A proposito del suo successore, sembra certa la nomina di Giancarlo Losma. Crede che continuerà a muoversi sul percorso che lei ha tracciato?

“Assolutamente, anzi credo che possa arricchirlo parecchio dal punto di vista dell’internazionalizzazione, un campo dove ha maturato parecchia esperienza. C’è tanto da lavorare per la Piccola Industria e gli faccio il mio personale in bocca al lupo”.

Quale è il suo personale bilancio di questi 4 anni di mandato?

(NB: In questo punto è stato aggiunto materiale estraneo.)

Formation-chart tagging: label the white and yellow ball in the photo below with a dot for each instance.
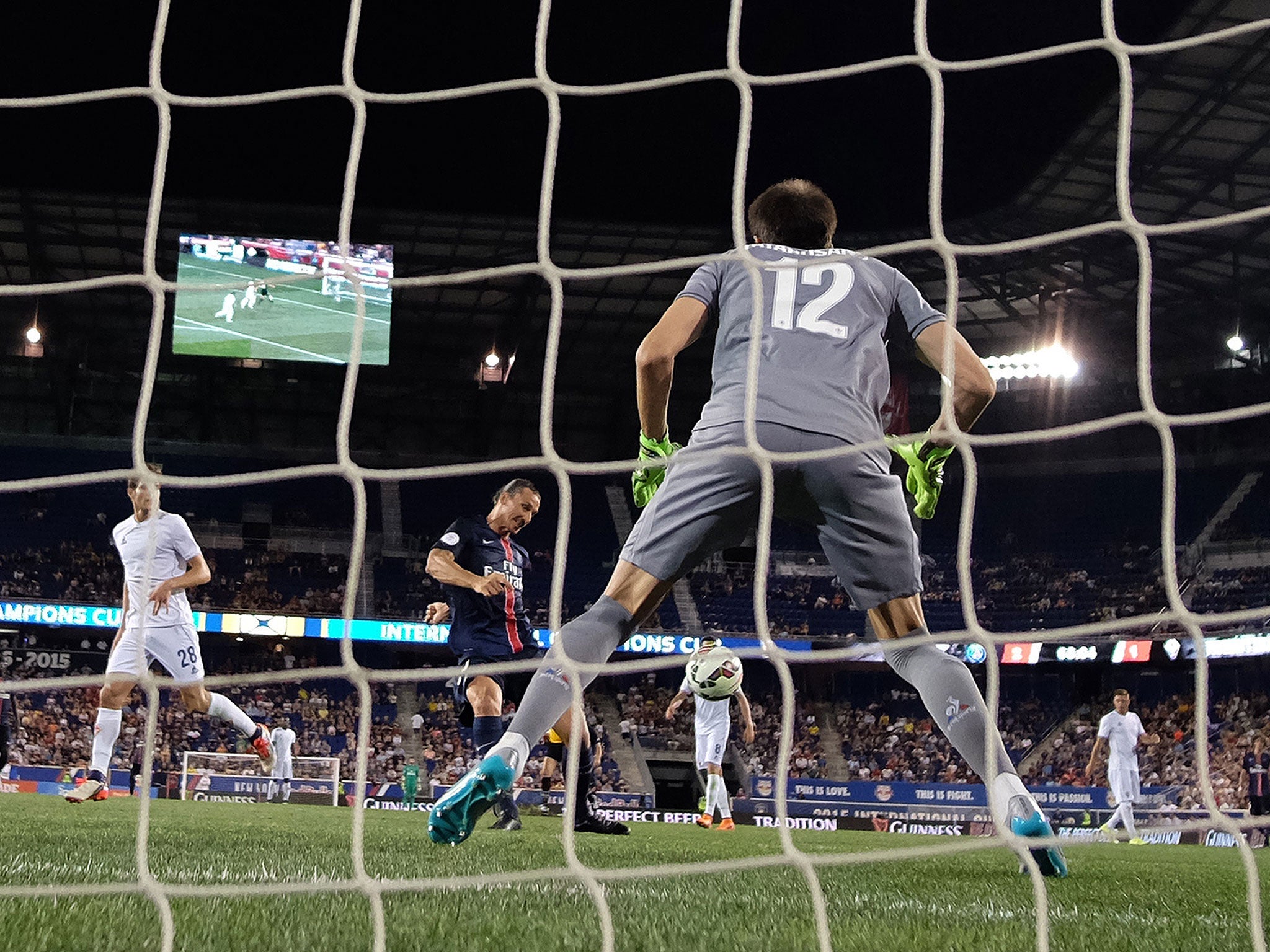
(714, 673)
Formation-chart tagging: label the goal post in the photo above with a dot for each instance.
(236, 778)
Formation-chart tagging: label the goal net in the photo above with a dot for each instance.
(236, 778)
(597, 883)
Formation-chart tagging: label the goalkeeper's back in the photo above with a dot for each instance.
(824, 355)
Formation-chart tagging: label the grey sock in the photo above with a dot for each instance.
(954, 701)
(590, 638)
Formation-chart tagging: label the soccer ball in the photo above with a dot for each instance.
(714, 673)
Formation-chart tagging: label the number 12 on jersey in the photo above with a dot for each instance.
(810, 316)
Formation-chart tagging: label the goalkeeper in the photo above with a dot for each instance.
(409, 783)
(822, 379)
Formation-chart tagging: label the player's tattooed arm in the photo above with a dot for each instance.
(1094, 756)
(654, 361)
(443, 568)
(123, 619)
(197, 574)
(973, 386)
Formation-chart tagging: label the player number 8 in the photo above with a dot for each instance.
(810, 316)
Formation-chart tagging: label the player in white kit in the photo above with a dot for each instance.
(228, 309)
(161, 560)
(283, 741)
(713, 726)
(1121, 731)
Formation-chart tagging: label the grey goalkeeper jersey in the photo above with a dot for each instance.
(824, 356)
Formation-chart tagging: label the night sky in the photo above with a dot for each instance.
(662, 156)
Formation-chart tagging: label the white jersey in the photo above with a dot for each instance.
(1122, 731)
(713, 716)
(173, 549)
(282, 739)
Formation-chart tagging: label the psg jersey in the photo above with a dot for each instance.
(491, 626)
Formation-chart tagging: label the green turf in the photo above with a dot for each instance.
(300, 324)
(1119, 897)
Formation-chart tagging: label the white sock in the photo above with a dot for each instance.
(722, 796)
(1128, 819)
(515, 749)
(226, 710)
(104, 734)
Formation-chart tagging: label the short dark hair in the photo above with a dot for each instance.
(154, 467)
(516, 487)
(794, 213)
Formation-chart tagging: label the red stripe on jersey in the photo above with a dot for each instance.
(513, 632)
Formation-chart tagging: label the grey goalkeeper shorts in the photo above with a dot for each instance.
(854, 503)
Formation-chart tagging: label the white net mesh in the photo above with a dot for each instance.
(1126, 223)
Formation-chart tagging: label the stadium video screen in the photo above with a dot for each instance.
(287, 299)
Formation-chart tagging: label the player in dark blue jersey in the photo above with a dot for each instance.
(1258, 765)
(483, 571)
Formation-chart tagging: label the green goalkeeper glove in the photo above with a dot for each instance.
(925, 472)
(647, 480)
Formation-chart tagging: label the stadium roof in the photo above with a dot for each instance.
(1199, 150)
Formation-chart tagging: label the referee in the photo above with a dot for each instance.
(6, 718)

“Credo di essermi messo sempre in gioco, assumendomi le mie responsabilità, mettendoci la faccia in ogni decisione presa, senza trovare delle scuse e soprattutto senza aver paura di scontentare qualcuno. Ho vissuto l’evento più importante con le Assise di Confindustria Bergamo e lascio con un bagaglio di cultura che non si può studiare sui libri. Ma non voglio parlare di traguardi raggiunti: in realtà sono solo punti di partenza”.